Hilda Koopman


Hilda Judith Koopman is a linguist who does research and fieldwork in the areas of syntax and morphology. She is a professor in the department of Linguistics at the University of California, Los Angeles, and is the director of the SSWL database. The SSWL, which she together with Dennis Shasha inherited from Chris Collins at New York University NYU, is an open-ended database of syntactic, morphological, and semantic properties.

Research interests

Hilda Koopman is interested in both theoretical linguistics and field linguistics. Her area of specialization includes linguistic theory, fieldwork, syntax, morphology, comparative syntax. As a field linguist, she has worked on various languages. Some of the languages and language family she has worked on include the following:
Kru languages,
Gur,
Mande,
Kwa,
Grassfield Bantu,
West Atlantic language,
Bantu,
Nilotic,
Austronesian languages,
Creole languages.

Career

Koopman has been a professor of Linguistics at UCLA since 1985. She served on the editorial boards of Oxford University Press, Studies in Natural Language and Linguistic Theory, Kluwer Academic Publishers, Natural Language and Linguistic Theory, and The Journal of Comparative Germanic Linguistics.

Selected publications

  • 1983. ECP effects in main clauses Linguistic Inquiry, 14, pp. 346–350.
  • 1986. "A Note on Long Extraction in Vata and the ECP". Natural Language & Linguistic Theory 4, pp. 357–374.
  • 1994. "Licensing heads". In D. Lightfoot and N. Hornstein, Verb movement, pp. 261–295.
  • 1997. "Unifying predicate cleft constructions." In K. Moore, Annual Meeting of the Berkeley Linguistics Society.
  • 2002. "Derivations and complexity filters". In A. Alexiadou, E. Anagnostopoulou, S Barbiers, H Gaertner, Dimensions of Movement: From features to remnants, 48, p. 151-189.
  • 2014b. "Recursion restrictions: Where grammars count." In T. Roeper and M. Speas, Recursion: Complexity in Cognition.
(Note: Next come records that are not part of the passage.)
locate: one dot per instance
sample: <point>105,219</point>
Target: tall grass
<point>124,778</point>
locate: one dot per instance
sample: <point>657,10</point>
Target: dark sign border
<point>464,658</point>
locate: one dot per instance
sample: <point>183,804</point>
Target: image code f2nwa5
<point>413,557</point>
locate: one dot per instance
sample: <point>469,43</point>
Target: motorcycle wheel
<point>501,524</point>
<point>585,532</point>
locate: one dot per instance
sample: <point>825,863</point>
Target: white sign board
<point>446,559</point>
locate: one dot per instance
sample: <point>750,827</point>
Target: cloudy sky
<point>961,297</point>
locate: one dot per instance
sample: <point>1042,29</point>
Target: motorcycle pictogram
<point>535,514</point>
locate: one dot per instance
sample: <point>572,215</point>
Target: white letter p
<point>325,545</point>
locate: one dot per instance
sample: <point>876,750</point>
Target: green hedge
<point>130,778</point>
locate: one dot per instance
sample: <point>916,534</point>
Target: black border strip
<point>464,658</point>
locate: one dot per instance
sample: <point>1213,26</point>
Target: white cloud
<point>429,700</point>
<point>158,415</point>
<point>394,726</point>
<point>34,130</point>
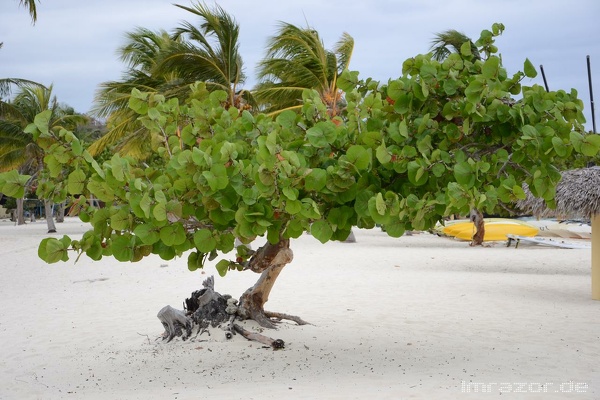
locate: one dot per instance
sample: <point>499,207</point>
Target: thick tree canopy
<point>443,138</point>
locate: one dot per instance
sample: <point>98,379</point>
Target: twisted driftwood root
<point>175,322</point>
<point>208,308</point>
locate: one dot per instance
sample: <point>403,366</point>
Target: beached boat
<point>495,229</point>
<point>569,229</point>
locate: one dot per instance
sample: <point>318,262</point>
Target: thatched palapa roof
<point>577,196</point>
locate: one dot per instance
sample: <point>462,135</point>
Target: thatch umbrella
<point>577,196</point>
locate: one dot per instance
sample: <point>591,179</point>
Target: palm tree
<point>296,60</point>
<point>450,41</point>
<point>140,53</point>
<point>31,7</point>
<point>169,64</point>
<point>192,56</point>
<point>18,149</point>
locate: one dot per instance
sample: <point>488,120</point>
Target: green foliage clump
<point>442,139</point>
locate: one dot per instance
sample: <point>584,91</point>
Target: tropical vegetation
<point>19,151</point>
<point>444,138</point>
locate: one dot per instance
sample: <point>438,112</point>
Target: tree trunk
<point>269,260</point>
<point>49,218</point>
<point>477,219</point>
<point>60,213</point>
<point>208,308</point>
<point>20,212</point>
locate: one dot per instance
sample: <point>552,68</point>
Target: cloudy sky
<point>73,45</point>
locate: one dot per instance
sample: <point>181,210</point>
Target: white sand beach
<point>419,317</point>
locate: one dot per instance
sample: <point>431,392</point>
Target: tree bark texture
<point>20,212</point>
<point>477,219</point>
<point>48,205</point>
<point>207,308</point>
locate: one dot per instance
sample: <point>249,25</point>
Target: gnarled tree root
<point>276,344</point>
<point>208,308</point>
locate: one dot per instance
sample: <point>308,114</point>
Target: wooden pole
<point>596,257</point>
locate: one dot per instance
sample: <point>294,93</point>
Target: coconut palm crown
<point>296,60</point>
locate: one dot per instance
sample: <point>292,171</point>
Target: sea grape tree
<point>444,138</point>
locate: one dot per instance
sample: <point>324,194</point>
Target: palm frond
<point>450,41</point>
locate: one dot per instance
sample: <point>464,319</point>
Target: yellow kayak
<point>495,229</point>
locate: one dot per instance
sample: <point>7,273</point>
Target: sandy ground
<point>420,317</point>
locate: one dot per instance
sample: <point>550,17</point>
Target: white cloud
<point>74,43</point>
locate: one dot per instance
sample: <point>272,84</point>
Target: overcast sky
<point>73,45</point>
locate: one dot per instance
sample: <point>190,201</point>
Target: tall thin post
<point>544,77</point>
<point>591,94</point>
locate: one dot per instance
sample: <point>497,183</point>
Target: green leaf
<point>13,184</point>
<point>122,247</point>
<point>222,267</point>
<point>590,145</point>
<point>204,241</point>
<point>293,206</point>
<point>417,174</point>
<point>315,180</point>
<point>195,260</point>
<point>382,154</point>
<point>321,230</point>
<point>491,67</point>
<point>119,219</point>
<point>147,233</point>
<point>173,234</point>
<point>559,147</point>
<point>76,182</point>
<point>359,156</point>
<point>463,173</point>
<point>380,204</point>
<point>42,120</point>
<point>529,69</point>
<point>287,118</point>
<point>395,89</point>
<point>316,137</point>
<point>465,49</point>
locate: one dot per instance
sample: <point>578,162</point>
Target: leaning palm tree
<point>140,53</point>
<point>31,7</point>
<point>169,64</point>
<point>208,53</point>
<point>450,41</point>
<point>296,60</point>
<point>18,148</point>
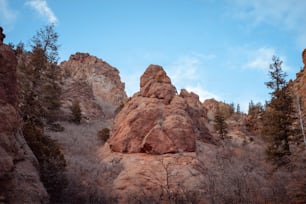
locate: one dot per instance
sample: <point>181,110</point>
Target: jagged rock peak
<point>93,82</point>
<point>156,120</point>
<point>155,83</point>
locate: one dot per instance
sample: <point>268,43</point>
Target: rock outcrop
<point>156,120</point>
<point>94,83</point>
<point>19,177</point>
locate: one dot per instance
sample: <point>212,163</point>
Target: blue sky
<point>216,48</point>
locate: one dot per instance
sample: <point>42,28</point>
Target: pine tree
<point>277,119</point>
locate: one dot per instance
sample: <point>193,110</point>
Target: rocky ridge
<point>157,120</point>
<point>19,176</point>
<point>94,83</point>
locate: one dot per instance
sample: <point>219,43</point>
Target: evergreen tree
<point>44,45</point>
<point>39,102</point>
<point>277,119</point>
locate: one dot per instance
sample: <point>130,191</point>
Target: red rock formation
<point>156,120</point>
<point>299,84</point>
<point>19,177</point>
<point>93,82</point>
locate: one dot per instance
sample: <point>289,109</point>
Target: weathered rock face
<point>19,177</point>
<point>299,84</point>
<point>93,82</point>
<point>156,120</point>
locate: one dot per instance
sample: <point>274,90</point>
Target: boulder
<point>94,83</point>
<point>156,120</point>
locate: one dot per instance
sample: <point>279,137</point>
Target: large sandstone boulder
<point>19,177</point>
<point>156,120</point>
<point>94,83</point>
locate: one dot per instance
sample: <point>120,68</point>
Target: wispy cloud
<point>261,58</point>
<point>41,6</point>
<point>186,71</point>
<point>6,14</point>
<point>203,94</point>
<point>285,15</point>
<point>254,58</point>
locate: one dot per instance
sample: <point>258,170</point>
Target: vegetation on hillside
<point>39,99</point>
<point>278,116</point>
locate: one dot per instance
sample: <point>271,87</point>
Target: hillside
<point>160,145</point>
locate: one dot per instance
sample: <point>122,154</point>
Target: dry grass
<point>90,179</point>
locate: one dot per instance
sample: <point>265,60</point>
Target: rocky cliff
<point>94,83</point>
<point>19,177</point>
<point>299,84</point>
<point>157,120</point>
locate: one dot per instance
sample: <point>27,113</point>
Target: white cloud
<point>41,6</point>
<point>184,69</point>
<point>286,15</point>
<point>203,94</point>
<point>187,71</point>
<point>6,14</point>
<point>261,58</point>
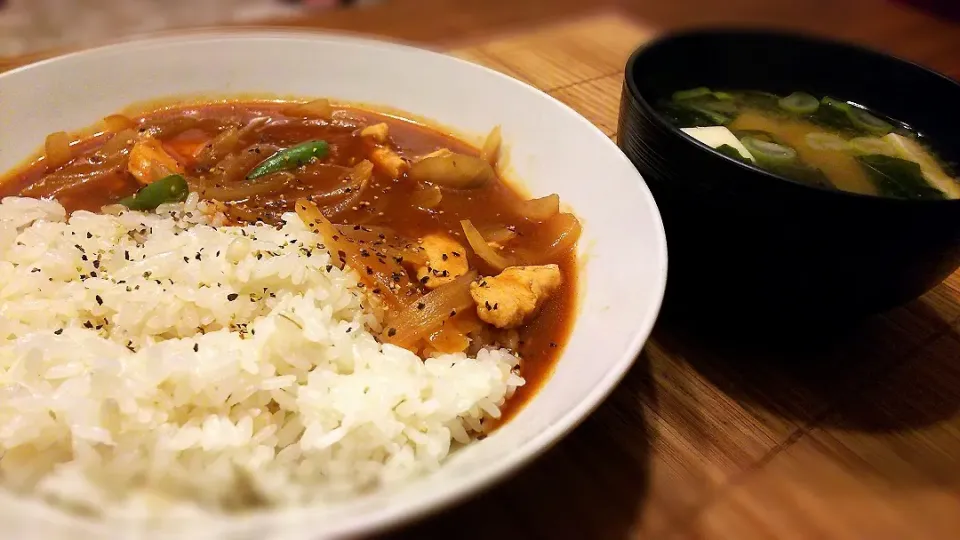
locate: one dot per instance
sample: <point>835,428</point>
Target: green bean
<point>291,158</point>
<point>171,188</point>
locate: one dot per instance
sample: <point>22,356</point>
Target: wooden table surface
<point>853,437</point>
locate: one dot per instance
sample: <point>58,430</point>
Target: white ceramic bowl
<point>551,149</point>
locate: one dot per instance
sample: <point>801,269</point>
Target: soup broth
<point>826,142</point>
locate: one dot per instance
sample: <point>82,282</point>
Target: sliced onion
<point>481,248</point>
<point>562,232</point>
<point>355,180</point>
<point>499,235</point>
<point>384,277</point>
<point>164,129</point>
<point>319,108</point>
<point>491,146</point>
<point>75,175</point>
<point>540,210</point>
<point>120,143</point>
<point>457,171</point>
<point>118,122</point>
<point>219,147</point>
<point>56,150</point>
<point>359,178</point>
<point>426,197</point>
<point>234,167</point>
<point>238,191</point>
<point>405,327</point>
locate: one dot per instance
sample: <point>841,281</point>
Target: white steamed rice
<point>154,363</point>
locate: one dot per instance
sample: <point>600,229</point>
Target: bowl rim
<point>477,480</point>
<point>637,98</point>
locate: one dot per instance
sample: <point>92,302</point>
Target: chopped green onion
<point>871,145</point>
<point>868,122</point>
<point>799,103</point>
<point>769,152</point>
<point>681,95</point>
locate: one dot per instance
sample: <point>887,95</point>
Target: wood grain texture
<point>854,435</point>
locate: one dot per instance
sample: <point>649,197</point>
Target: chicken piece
<point>446,261</point>
<point>149,162</point>
<point>389,161</point>
<point>511,298</point>
<point>377,132</point>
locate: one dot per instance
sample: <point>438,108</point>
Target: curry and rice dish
<point>235,305</point>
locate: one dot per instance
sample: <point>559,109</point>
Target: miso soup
<point>824,142</point>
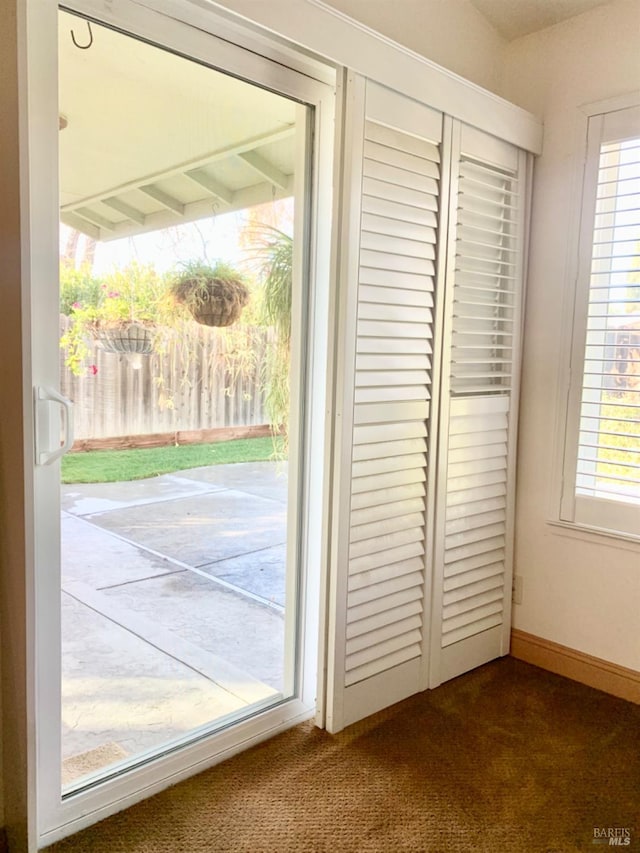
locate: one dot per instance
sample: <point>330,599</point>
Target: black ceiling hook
<point>83,46</point>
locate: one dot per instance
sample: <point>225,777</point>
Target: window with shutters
<point>601,484</point>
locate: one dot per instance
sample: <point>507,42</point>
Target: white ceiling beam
<point>193,211</point>
<point>211,185</point>
<point>190,165</point>
<point>96,218</point>
<point>163,198</point>
<point>125,209</point>
<point>264,168</point>
<point>80,224</point>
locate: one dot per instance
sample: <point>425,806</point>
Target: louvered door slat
<point>385,531</point>
<point>483,305</point>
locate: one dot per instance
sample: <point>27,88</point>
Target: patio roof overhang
<point>152,139</point>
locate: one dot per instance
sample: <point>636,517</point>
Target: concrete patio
<point>173,597</point>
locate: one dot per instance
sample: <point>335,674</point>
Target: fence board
<point>186,387</point>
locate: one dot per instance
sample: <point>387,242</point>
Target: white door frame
<point>56,817</point>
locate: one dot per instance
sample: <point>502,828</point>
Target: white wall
<point>581,592</point>
<point>451,33</point>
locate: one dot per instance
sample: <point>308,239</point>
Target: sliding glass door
<point>173,432</point>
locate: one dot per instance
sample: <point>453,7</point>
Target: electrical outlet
<point>516,595</point>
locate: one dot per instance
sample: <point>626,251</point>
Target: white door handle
<point>45,426</point>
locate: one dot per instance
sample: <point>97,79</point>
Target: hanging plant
<point>213,294</point>
<point>271,251</point>
<point>122,313</point>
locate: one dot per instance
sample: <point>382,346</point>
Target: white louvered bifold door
<point>381,576</point>
<point>481,339</point>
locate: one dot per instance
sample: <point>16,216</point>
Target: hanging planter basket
<point>133,338</point>
<point>212,301</point>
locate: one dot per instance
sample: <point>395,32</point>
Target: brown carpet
<point>505,759</point>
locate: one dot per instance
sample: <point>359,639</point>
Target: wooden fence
<point>197,379</point>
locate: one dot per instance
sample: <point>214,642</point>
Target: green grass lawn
<point>112,466</point>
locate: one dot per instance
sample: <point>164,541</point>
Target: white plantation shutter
<point>602,456</point>
<point>382,584</point>
<point>472,566</point>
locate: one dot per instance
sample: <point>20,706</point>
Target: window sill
<point>610,538</point>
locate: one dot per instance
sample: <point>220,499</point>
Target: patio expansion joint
<point>230,587</point>
<point>141,580</point>
<point>197,492</point>
<point>238,683</point>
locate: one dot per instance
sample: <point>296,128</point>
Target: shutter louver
<point>385,607</point>
<point>485,280</point>
<point>608,464</point>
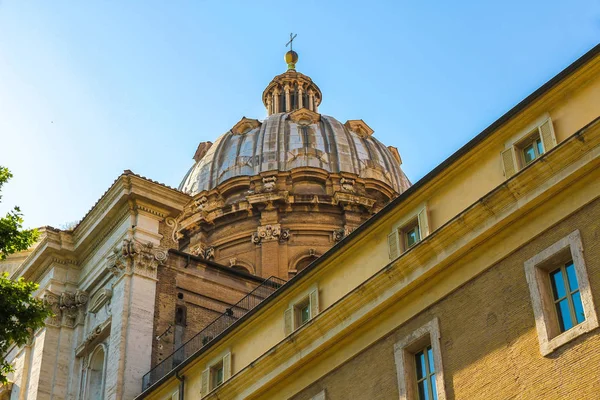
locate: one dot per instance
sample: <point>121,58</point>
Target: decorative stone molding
<point>53,302</point>
<point>347,184</point>
<point>338,235</point>
<point>270,232</point>
<point>305,116</point>
<point>208,253</point>
<point>99,299</point>
<point>269,183</point>
<point>133,257</point>
<point>359,126</point>
<point>245,125</point>
<point>68,308</point>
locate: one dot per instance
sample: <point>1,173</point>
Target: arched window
<point>240,268</point>
<point>95,374</point>
<point>303,263</point>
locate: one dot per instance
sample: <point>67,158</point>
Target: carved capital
<point>133,257</point>
<point>270,232</point>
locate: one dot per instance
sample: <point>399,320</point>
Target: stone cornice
<point>568,163</point>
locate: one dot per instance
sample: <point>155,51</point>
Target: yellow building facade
<point>485,275</point>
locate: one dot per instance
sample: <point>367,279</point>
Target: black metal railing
<point>224,321</point>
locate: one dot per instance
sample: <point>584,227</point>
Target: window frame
<point>537,273</point>
<point>404,355</point>
<point>292,319</point>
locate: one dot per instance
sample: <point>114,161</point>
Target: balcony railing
<point>206,335</point>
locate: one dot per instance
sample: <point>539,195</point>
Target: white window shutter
<point>509,162</point>
<point>313,298</point>
<point>547,135</point>
<point>288,316</point>
<point>394,245</point>
<point>204,384</point>
<point>423,223</point>
<point>227,366</point>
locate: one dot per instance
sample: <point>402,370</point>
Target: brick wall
<point>489,342</point>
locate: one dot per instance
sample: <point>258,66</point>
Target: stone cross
<point>292,37</point>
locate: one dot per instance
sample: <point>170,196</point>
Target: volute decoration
<point>133,257</point>
<point>68,308</point>
<point>270,232</point>
<point>208,253</point>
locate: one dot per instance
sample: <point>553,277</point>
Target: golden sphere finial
<point>291,58</point>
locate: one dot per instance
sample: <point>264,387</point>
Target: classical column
<point>300,99</point>
<point>134,265</point>
<point>288,106</point>
<point>311,99</point>
<point>275,101</point>
<point>269,103</point>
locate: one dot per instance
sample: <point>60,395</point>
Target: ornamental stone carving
<point>270,232</point>
<point>68,308</point>
<point>208,253</point>
<point>134,257</point>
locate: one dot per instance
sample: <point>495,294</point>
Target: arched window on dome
<point>95,374</point>
<point>305,262</point>
<point>240,269</point>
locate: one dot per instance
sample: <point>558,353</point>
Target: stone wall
<point>489,343</point>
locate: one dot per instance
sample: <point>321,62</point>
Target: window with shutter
<point>301,311</point>
<point>394,245</point>
<point>547,135</point>
<point>508,162</point>
<point>423,223</point>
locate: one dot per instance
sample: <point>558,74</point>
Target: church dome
<point>289,140</point>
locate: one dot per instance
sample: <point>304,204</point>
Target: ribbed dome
<point>286,141</point>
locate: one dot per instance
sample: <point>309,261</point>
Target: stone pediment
<point>101,297</point>
<point>245,125</point>
<point>359,126</point>
<point>304,116</point>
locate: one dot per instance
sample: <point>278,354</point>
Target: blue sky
<point>90,88</point>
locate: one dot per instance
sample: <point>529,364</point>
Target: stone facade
<point>489,343</point>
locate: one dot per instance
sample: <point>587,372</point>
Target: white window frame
<point>404,355</point>
<point>537,270</point>
<point>512,156</point>
<point>206,384</point>
<point>397,238</point>
<point>290,319</point>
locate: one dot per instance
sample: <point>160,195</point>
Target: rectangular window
<point>216,375</point>
<point>419,364</point>
<point>411,235</point>
<point>560,293</point>
<point>567,298</point>
<point>301,311</point>
<point>530,146</point>
<point>425,374</point>
<point>408,233</point>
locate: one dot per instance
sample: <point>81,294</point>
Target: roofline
<point>368,223</point>
<point>218,266</point>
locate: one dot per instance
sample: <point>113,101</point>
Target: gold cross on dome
<point>292,37</point>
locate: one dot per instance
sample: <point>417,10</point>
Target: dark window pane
<point>564,316</point>
<point>430,360</point>
<point>433,387</point>
<point>420,361</point>
<point>579,314</point>
<point>572,277</point>
<point>423,391</point>
<point>529,154</point>
<point>558,284</point>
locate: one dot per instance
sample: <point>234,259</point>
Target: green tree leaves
<point>20,313</point>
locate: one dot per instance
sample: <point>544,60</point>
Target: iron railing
<point>224,321</point>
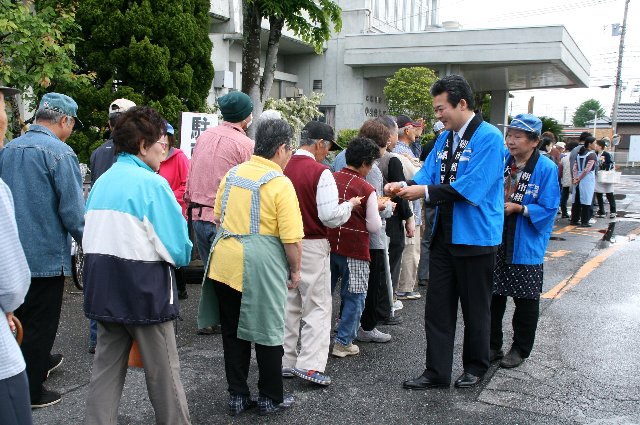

Springer International Publishing.
  • 2014a. "The que/qui alternation: new analytical directions". In Peter Svenonius, Functional Structure From Top to Toe. Oxford University Press.
  • 2016. "A Further Step towards a Minimalist Analysis of Japanese -no". Presented at the 24th Japanese/Korean Linguistics Conference.
  • 2017. "Neurophysiological dynamics of phrase-structure building during sentence processing". Proceedings of the National Academy of Sciences, p. 201701590.